Biominéralisation: des bactéries alliées insoupçonnées du patrimoine

A priori, on serait tenté de dire que la bactérie, à l’image de la moisissure, de l’eau et des tremblements de terre, est un ennemi naturel et historique de l’œuvre d’art. Il suffit pour cela de penser à la grotte de Lascaux, « chapelle Sixtine de l’art pariétal », fermée définitivement au public à cause d’une infestation microbiologique qui menace ses pigments vieux de 18 000 ans. Mais la nature fournit parfois à l’homme de précieux antidotes pour sauvegarder, quelques siècles encore, ses créations. En 2016, huit étudiantes de l’Institut national des sciences appliquées (Insa) de Toulouse (Haute-Garonne) et de l’université Toulouse-III-Paul-Sabatier proposaient de sauver Lascaux à l’aide d’une bactérie modifiée capable de limiter la progression des champignons. En 2018, une équipe de chercheurs de l’université de Ferrare tentait de prévenir la dégradation des peintures grâce à la pulvérisation d’une bactérie sur la surface de la toile. Répondant au doux nom de Bacillus subtilis, elle permettrait d’empêcher le développement de micro-organismes à l’origine de la destruction des pigments. L’hypothèse avait notamment été éprouvée sur un tableau de Carlo Bonni, un Couronnement de la Vierge, exécuté en 1620. On avait même envisagé que cette bactérie puisse être utilisée comme traitement préventif pour limiter les infestations.

Depuis des dizaines d’années, des bactéries sont utilisées dans le cadre de travaux de restauration de monuments en pierre calcaire. Appelée biominéralisation, cette technique s’appuie sur un phénomène naturel, la carbonatogénèse, selon lequel les bactéries présentes dans la pierre calcaire sont capables de fabriquer du carbonate de calcium. Les bactéries sont pulvérisées à la surface de la pierre et vont en régénérer l’épiderme, sans altération de forme ni de couleur. L’identification de ces bactéries calcifiantes, dès les années 1990, a mené en 2014 une équipe de chercheurs de l’Université de Grenade à mettre au point un procédé de bioconsolidation qui utilise les bactéries déjà présentes naturellement dans la roche.
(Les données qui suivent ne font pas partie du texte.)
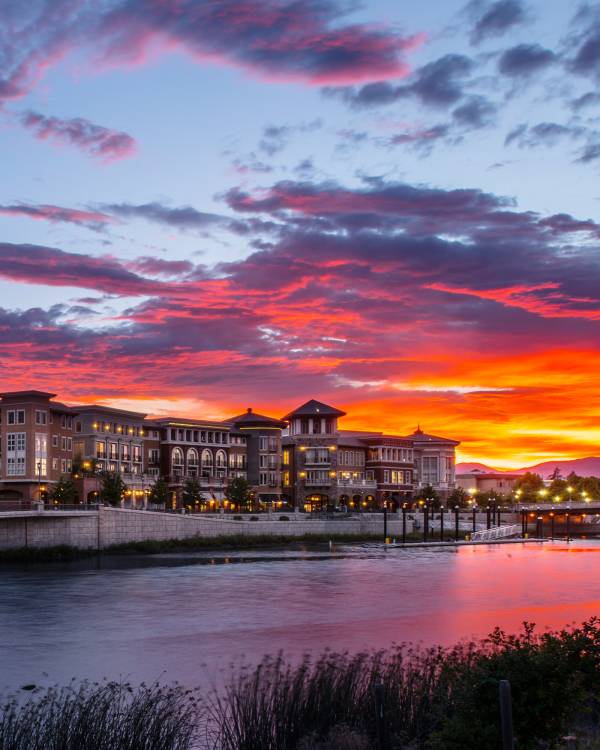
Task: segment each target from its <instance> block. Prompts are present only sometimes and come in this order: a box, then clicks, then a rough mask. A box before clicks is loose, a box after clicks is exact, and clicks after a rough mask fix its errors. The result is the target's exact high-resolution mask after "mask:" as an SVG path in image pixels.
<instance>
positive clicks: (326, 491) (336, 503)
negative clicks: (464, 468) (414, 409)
mask: <svg viewBox="0 0 600 750" xmlns="http://www.w3.org/2000/svg"><path fill="white" fill-rule="evenodd" d="M344 416H345V412H343V411H341V410H339V409H336V408H334V407H332V406H328V405H327V404H323V403H321V402H319V401H315V400H311V401H307V402H306V403H305V404H303V405H302V406H300V407H298V409H295V410H294V411H292V412H290V413H289V414H287V415H286V416H285V417H284V420H285V421H286V422H288V424H289V429H288V432H287V434H286V435H285V436H284V438H283V494H284V496H286V498H287V499H288V502H290V503H292V504H293V505H295V506H299V507H302V506H304V507H306V508H307V509H311V510H312V509H317V508H318V509H321V508H332V507H340V506H342V507H344V506H345V507H348V508H365V509H369V508H373V507H381V506H382V505H383V504H384V503H388V504H389V505H390V507H397V506H398V505H400V504H401V503H403V502H407V501H410V500H411V499H412V497H413V494H414V492H415V491H417V490H419V489H420V488H422V487H425V486H429V485H431V486H432V487H433V489H434V490H435V491H436V492H437V493H438V494H439V495H440V496H441V497H442V498H445V497H447V496H448V494H449V493H450V492H451V491H452V490H453V489H454V486H455V485H454V466H455V449H456V446H457V445H458V444H459V443H458V441H456V440H449V439H447V438H441V437H437V436H434V435H427V434H425V433H424V432H423V431H422V430H421V429H420V428H417V430H416V431H415V432H413V433H412V434H411V435H408V436H401V435H386V434H384V433H381V432H357V431H354V432H352V431H347V430H340V429H339V427H338V420H339V419H341V418H342V417H344Z"/></svg>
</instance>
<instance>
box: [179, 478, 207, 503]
mask: <svg viewBox="0 0 600 750" xmlns="http://www.w3.org/2000/svg"><path fill="white" fill-rule="evenodd" d="M181 498H182V500H183V504H184V505H193V504H194V503H196V502H204V500H205V499H206V498H205V497H204V495H203V494H202V488H201V487H200V482H199V481H198V480H197V479H196V477H190V478H189V479H186V481H185V483H184V485H183V491H182V495H181Z"/></svg>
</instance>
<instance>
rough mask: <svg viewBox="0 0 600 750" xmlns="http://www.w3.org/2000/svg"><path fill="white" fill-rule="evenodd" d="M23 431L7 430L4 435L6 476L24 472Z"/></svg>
mask: <svg viewBox="0 0 600 750" xmlns="http://www.w3.org/2000/svg"><path fill="white" fill-rule="evenodd" d="M25 445H26V443H25V433H24V432H9V433H8V435H7V436H6V471H7V474H8V476H13V477H14V476H23V475H24V474H25V468H26V466H25Z"/></svg>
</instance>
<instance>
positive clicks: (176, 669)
mask: <svg viewBox="0 0 600 750" xmlns="http://www.w3.org/2000/svg"><path fill="white" fill-rule="evenodd" d="M599 573H600V543H598V542H585V541H579V542H575V543H573V544H571V545H570V546H566V545H565V544H562V543H555V544H546V545H543V546H542V545H505V546H489V547H473V548H466V547H465V548H460V549H458V550H452V549H426V550H424V549H412V550H394V549H388V550H385V549H382V548H381V547H377V546H374V545H366V546H339V547H337V548H336V549H335V550H334V551H333V553H330V552H329V550H328V549H327V548H326V547H311V548H298V549H297V550H294V551H289V550H286V551H269V552H251V553H247V552H244V553H231V554H229V555H228V554H225V553H219V554H218V555H216V556H215V555H208V554H206V553H202V554H194V555H190V554H185V555H181V556H177V555H168V556H167V555H165V556H160V557H157V556H152V557H135V558H109V559H107V560H104V561H102V563H100V564H99V563H97V562H89V561H85V562H78V563H74V564H69V565H66V564H65V565H61V564H52V565H45V566H42V565H36V566H32V567H29V568H27V569H23V568H21V569H16V568H15V569H13V568H11V569H6V568H5V569H3V570H1V571H0V659H1V661H0V669H1V672H0V690H2V691H4V690H5V689H7V688H8V689H12V688H15V687H18V686H20V685H22V684H25V683H31V682H34V683H37V684H54V683H57V682H58V683H64V682H67V681H68V680H69V679H71V678H72V677H76V678H78V679H81V678H92V679H96V678H101V677H109V678H117V677H127V678H129V679H132V680H133V681H140V680H142V679H144V680H147V679H155V678H160V679H161V680H164V681H170V680H179V681H180V682H183V683H185V684H188V685H197V684H207V683H208V682H209V681H212V680H213V679H216V680H218V679H219V675H220V674H222V673H223V670H227V671H228V670H229V668H230V665H231V664H232V663H239V662H240V661H241V659H242V656H243V657H244V658H245V660H246V661H254V660H256V659H259V658H260V657H261V656H262V655H263V654H266V653H275V652H277V651H278V650H280V649H283V650H284V651H285V652H286V653H289V654H292V655H298V654H301V653H304V652H308V651H311V652H320V651H322V650H323V649H324V648H325V647H330V648H332V649H350V650H358V649H362V648H365V647H382V646H387V645H389V644H390V643H392V642H400V641H405V640H411V641H422V642H424V643H427V644H430V643H453V642H455V641H456V640H459V639H461V638H466V637H470V636H478V635H485V634H487V633H488V632H489V631H490V630H491V629H492V628H493V627H494V626H495V625H500V626H502V627H504V628H507V629H511V630H514V629H516V628H517V627H518V626H519V624H520V623H521V622H522V621H523V620H525V619H526V620H532V621H534V622H536V623H538V625H539V626H541V627H555V626H561V625H564V624H567V623H569V622H572V621H581V620H583V619H585V618H588V617H590V616H592V615H594V614H600V587H599V583H598V574H599Z"/></svg>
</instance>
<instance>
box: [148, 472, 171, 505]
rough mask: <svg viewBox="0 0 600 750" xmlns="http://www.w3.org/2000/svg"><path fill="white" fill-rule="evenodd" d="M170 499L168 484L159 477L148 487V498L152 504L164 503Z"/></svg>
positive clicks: (160, 504)
mask: <svg viewBox="0 0 600 750" xmlns="http://www.w3.org/2000/svg"><path fill="white" fill-rule="evenodd" d="M170 499H171V491H170V490H169V485H168V484H167V483H166V482H165V480H164V479H161V478H160V477H159V478H158V479H157V480H156V482H154V485H153V486H152V487H151V488H150V495H149V500H150V502H151V503H152V504H153V505H166V504H167V503H168V502H169V500H170Z"/></svg>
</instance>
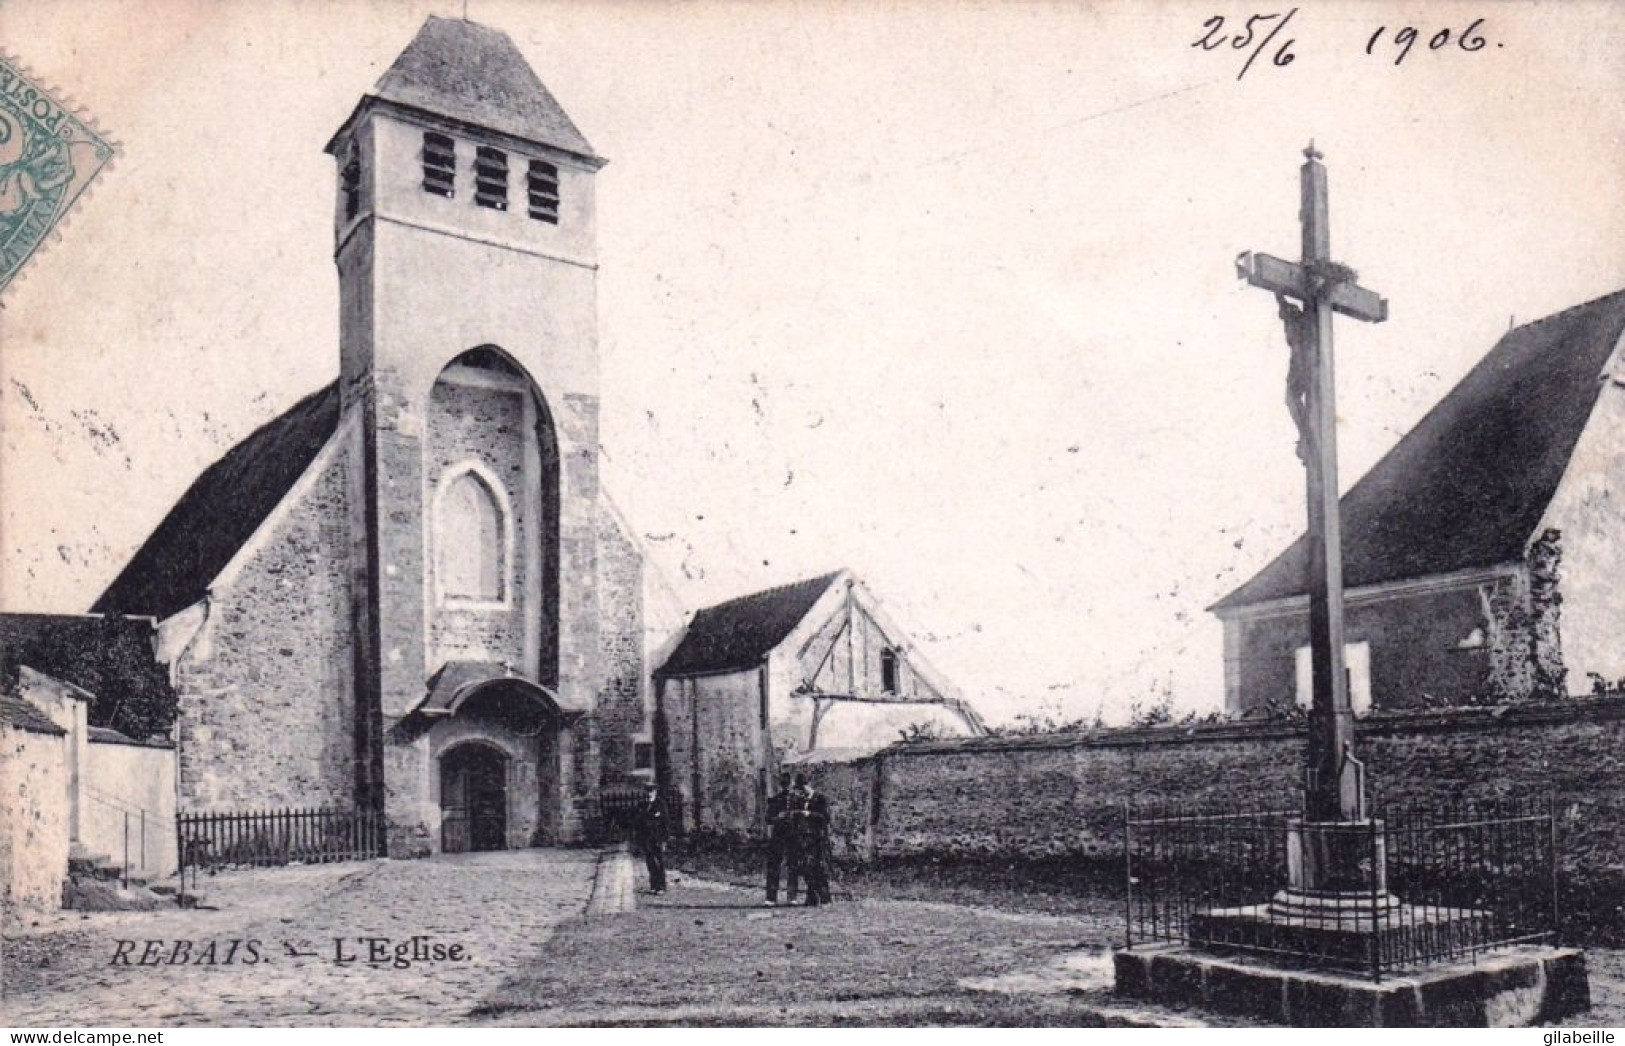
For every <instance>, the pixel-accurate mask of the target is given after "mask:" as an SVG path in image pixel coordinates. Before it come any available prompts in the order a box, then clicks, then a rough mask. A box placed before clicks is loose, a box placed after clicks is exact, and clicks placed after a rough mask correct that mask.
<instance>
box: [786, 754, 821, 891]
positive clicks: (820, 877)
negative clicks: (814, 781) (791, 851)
mask: <svg viewBox="0 0 1625 1046" xmlns="http://www.w3.org/2000/svg"><path fill="white" fill-rule="evenodd" d="M793 802H795V814H793V817H795V820H796V828H798V832H796V841H798V845H796V851H798V854H796V856H798V858H799V864H801V877H803V879H804V880H806V884H808V900H806V906H808V908H817V906H819V905H827V903H829V901H830V893H829V858H830V853H829V799H827V797H825V796H824V793H821V791H817V789H816V788H812V785H811V783H809V781H808V780H806V776H803V775H799V773H798V775H796V778H795V799H793Z"/></svg>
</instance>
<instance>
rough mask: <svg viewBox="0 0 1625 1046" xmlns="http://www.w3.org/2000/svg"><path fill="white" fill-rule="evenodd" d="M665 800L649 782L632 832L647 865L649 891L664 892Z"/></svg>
mask: <svg viewBox="0 0 1625 1046" xmlns="http://www.w3.org/2000/svg"><path fill="white" fill-rule="evenodd" d="M666 835H668V825H666V802H665V799H661V797H660V789H658V788H655V786H653V785H650V786H648V796H647V797H645V801H643V809H642V810H640V812H639V817H637V832H635V833H634V838H635V841H637V848H639V849H642V851H643V864H645V866H647V867H648V892H650V893H665V892H666Z"/></svg>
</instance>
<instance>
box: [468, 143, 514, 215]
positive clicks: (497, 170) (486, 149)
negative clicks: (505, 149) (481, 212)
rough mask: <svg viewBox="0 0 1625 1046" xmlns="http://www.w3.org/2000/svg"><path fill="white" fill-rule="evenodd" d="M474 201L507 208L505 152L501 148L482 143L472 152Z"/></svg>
mask: <svg viewBox="0 0 1625 1046" xmlns="http://www.w3.org/2000/svg"><path fill="white" fill-rule="evenodd" d="M474 203H478V205H479V206H489V208H491V210H496V211H505V210H507V153H504V151H502V149H492V148H491V146H487V145H483V146H479V149H478V153H476V154H474Z"/></svg>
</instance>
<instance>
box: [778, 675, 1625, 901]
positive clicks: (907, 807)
mask: <svg viewBox="0 0 1625 1046" xmlns="http://www.w3.org/2000/svg"><path fill="white" fill-rule="evenodd" d="M1358 744H1360V755H1362V759H1365V760H1367V767H1368V772H1370V780H1371V783H1373V788H1371V793H1373V796H1371V797H1373V799H1375V801H1376V802H1417V804H1445V802H1456V801H1464V799H1493V797H1513V796H1544V794H1552V796H1555V799H1557V804H1558V848H1560V853H1562V866H1563V874H1565V879H1566V880H1568V882H1570V884H1571V885H1573V888H1581V887H1588V884H1589V885H1591V887H1594V892H1597V890H1601V892H1607V890H1612V892H1614V893H1612V895H1614V897H1620V898H1625V697H1607V698H1589V700H1570V702H1552V703H1534V705H1531V703H1524V705H1501V707H1495V708H1456V710H1441V711H1409V713H1388V715H1373V716H1370V718H1367V720H1362V721H1360V724H1358ZM1303 746H1305V736H1303V733H1302V729H1298V728H1289V726H1280V724H1219V726H1202V728H1160V729H1139V731H1103V733H1094V734H1053V736H1040V737H977V739H962V741H942V742H929V744H915V746H895V747H892V749H887V750H886V752H881V754H879V755H876V757H873V759H868V760H861V762H853V763H835V765H822V767H811V768H809V770H811V772H812V773H814V775H816V778H817V780H819V781H821V786H822V788H824V789H825V791H827V793H829V794H830V797H832V804H834V807H835V809H834V836H835V840H837V845H843V846H845V849H847V851H848V853H855V854H861V856H910V854H916V856H925V854H981V856H1006V858H1050V856H1081V858H1090V856H1094V858H1110V856H1115V854H1116V853H1120V849H1121V823H1123V802H1124V801H1131V802H1136V804H1154V802H1175V804H1189V806H1201V807H1207V809H1225V810H1250V809H1285V807H1290V806H1292V804H1293V801H1295V799H1293V796H1295V793H1293V789H1295V788H1297V783H1298V765H1300V760H1302V754H1303ZM876 763H877V767H876ZM876 788H877V789H879V799H877V801H876V794H874V791H876ZM864 838H868V840H869V845H868V848H864V846H863V845H861V843H860V841H861V840H864Z"/></svg>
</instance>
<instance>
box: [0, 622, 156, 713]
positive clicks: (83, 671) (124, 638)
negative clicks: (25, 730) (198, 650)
mask: <svg viewBox="0 0 1625 1046" xmlns="http://www.w3.org/2000/svg"><path fill="white" fill-rule="evenodd" d="M153 633H154V630H153V622H151V620H146V619H141V617H133V619H132V617H88V616H83V614H0V684H3V685H5V687H13V685H16V681H18V676H20V669H21V668H23V666H28V668H31V669H34V671H36V672H44V674H45V676H50V677H52V679H57V681H60V682H65V684H70V685H73V687H78V689H80V690H85V692H86V694H89V695H93V697H94V698H96V700H94V707H93V710H91V716H93V718H98V720H101V718H106V716H109V715H112V710H114V708H115V707H117V705H119V703H122V702H125V700H137V702H140V703H158V705H174V690H172V689H171V685H169V669H167V668H164V666H163V664H159V663H158V659H156V658H154V655H153V638H154V635H153Z"/></svg>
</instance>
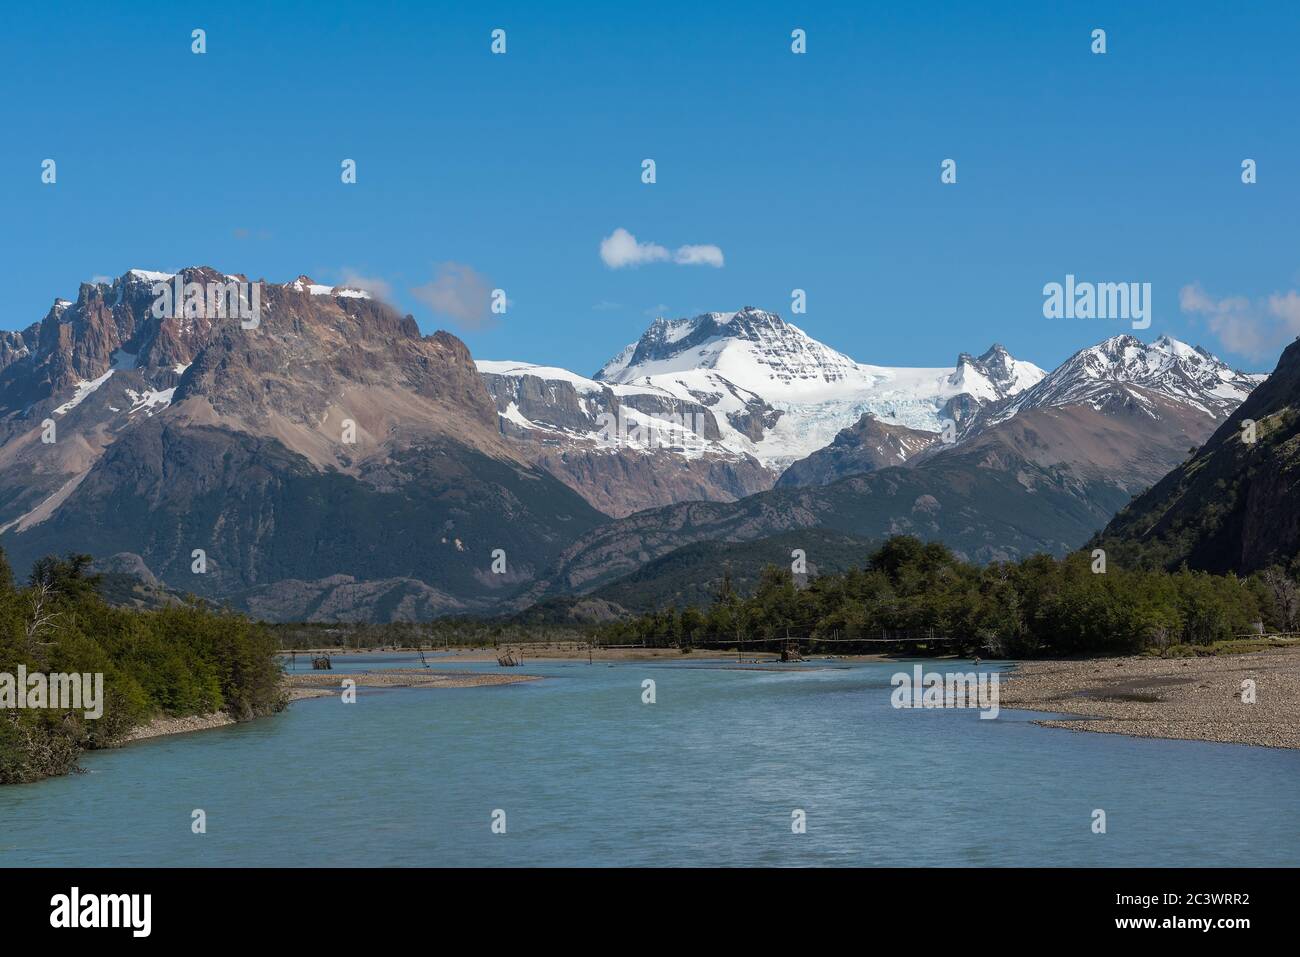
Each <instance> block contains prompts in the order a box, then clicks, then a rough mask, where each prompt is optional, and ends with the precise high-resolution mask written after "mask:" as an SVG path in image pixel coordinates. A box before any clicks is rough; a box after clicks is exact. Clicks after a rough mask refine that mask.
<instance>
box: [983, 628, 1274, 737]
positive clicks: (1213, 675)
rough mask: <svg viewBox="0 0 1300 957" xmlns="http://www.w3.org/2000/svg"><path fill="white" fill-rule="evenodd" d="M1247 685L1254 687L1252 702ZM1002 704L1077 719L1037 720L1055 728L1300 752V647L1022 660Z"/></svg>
mask: <svg viewBox="0 0 1300 957" xmlns="http://www.w3.org/2000/svg"><path fill="white" fill-rule="evenodd" d="M1245 681H1253V683H1255V703H1248V698H1249V692H1248V690H1244V689H1243V683H1245ZM1243 697H1244V698H1245V701H1244V700H1243ZM998 700H1000V705H1001V707H1010V709H1027V710H1034V711H1056V713H1061V714H1071V715H1080V719H1074V720H1043V722H1039V723H1040V724H1044V726H1047V727H1053V728H1069V729H1071V731H1099V732H1102V733H1110V735H1135V736H1139V737H1173V739H1186V740H1195V741H1222V742H1227V744H1251V745H1260V746H1265V748H1300V648H1287V649H1275V650H1268V651H1257V653H1252V654H1227V655H1218V657H1206V658H1100V659H1089V661H1069V662H1024V663H1022V664H1019V666H1018V667H1017V668H1015V671H1013V672H1009V674H1008V675H1004V680H1002V684H1001V688H1000V696H998Z"/></svg>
Plus récemment, en août 2020, la biologiste Anna Rosa Sprocati, qui a également travaillé sur la chapelle des Médicis, a isolé une bactérie sur un site industriel près de Naples pour restaurer le monumental relief en marbre La Rencontre entre Léon Ier le Grand et Attila, conservé à Saint-Pierre de Rome et exécuté par Alessandro Algardi vers 1646-1653). Ceci a permis de débarrasser l’œuvre des couches de cire accumulées au fil des siècle à cause de la présence de bougies votives.

Les restaurateurs en charge du nettoyage des sculptures de la Sagrestia Nuova (Nouvelle Sacristie), une chapelle privée des Médicis conçue par Michel-Ange (1475-1564) à la basilique San Lorenzo de Florence ont fait disparaître de la surface des marbres des taches sombres dues notamment à la putréfaction d’un corps inhumé à la hâte, grâce à une petite bactérie dévoreuse de graisse et de phosphate répondant au nom savant de Serratia ficaria SH7.

La chapelle fait aujourd’hui partie de l’ensemble des musées du Bargello qui a encadré le chantier de restauration. Celui-ci a été dirigé par l’historienne de l’art Monica Bietti, ancienne responsable du musée des chapelles des Médicis, et mené par une équipe de restauratrices de l’Institut des sciences du patrimoine culturel du Conseil national de la recherche (ISPC-CNR) et de l’Agence nationale pour les nouvelles technologies (ENEA). Les travaux, qui ont porté sur l’ensemble du décor de la chapelle, ont permis de restituer les valeurs chromatiques d’origine du mausolée et de mieux comprendre la technique de Michel-Ange, le niveau de finition des sculptures variant selon les personnages mais aussi en fonction de leur emplacement et du rapport à la source lumineuse. Mais c’est l’utilisation d’une technique de nettoyage innovante qui fait toute la spécificité de cette restauration.